Jean Valjean devint pâle. La seule idée de redescendre dans cette rue formidable le faisait frissonner. Sortez d’une forêt pleine de tigres, et, une fois dehors, imaginez-vous un conseil d’ami qui vous engage à y rentrer. Jean Valjean se figurait toute la police encore grouillante dans le quartier, des agents en observation, des vedettes partout, d’affreux poings tendus vers son collet, Javert peut-être au coin du carrefour.
– Impossible! dit-il. Père Fauchelevent, mettez que je suis tombé de là-haut.

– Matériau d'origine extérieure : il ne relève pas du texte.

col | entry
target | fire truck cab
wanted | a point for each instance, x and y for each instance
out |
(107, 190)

– Mais je le crois, je le crois, reprit Fauchelevent. Vous n’avez pas besoin de me le dire. Le bon Dieu vous aura pris dans sa main pour vous regarder de près, et puis vous aura lâché. Seulement il voulait vous mettre dans un couvent d’hommes; il s’est trompé. Allons, encore une sonnerie. Celle-ci est pour avertir le portier d’aller prévenir la municipalité pour qu’elle aille prévenir le médecin des morts pour qu’il vienne voir qu’il y a une morte. Tout ça, c’est la cérémonie de mourir. Elles n’aiment pas beaucoup cette visite-là, ces bonnes dames. Un médecin, ça ne croit à rien. Il lève le voile. Il lève même quelquefois autre chose. Comme elles ont vite fait avertir le médecin, cette fois-ci! Qu’est-ce qu’il y a donc? Votre petite dort toujours. Comment se nomme-t-elle?
– Cosette.
– C’est votre fille? comme qui dirait: vous seriez son grand-père?
– Oui.
– Pour elle, sortir d’ici, ce sera facile. J’ai ma porte de service qui donne sur la cour. Je cogne. Le portier ouvre. J’ai ma hotte sur le dos, la petite est dedans. Je sors. Le père Fauchelevent sort avec sa hotte, c’est tout simple. Vous direz à la petite de se tenir bien tranquille. Elle sera sous la bâche. Je la déposerai le temps qu’il faudra chez une vieille bonne amie de fruitière que j’ai rue du Chemin-Vert, qui est sourde et où il y a un petit lit. Je crierai dans l’oreille à la fruitière que c’est une nièce à moi, et de me la garder jusqu’à demain. Puis la petite rentrera avec vous. Car je vous ferai rentrer. Il le faudra bien. Mais vous, comment ferez-vous pour sortir? Jean Valjean hocha la tête.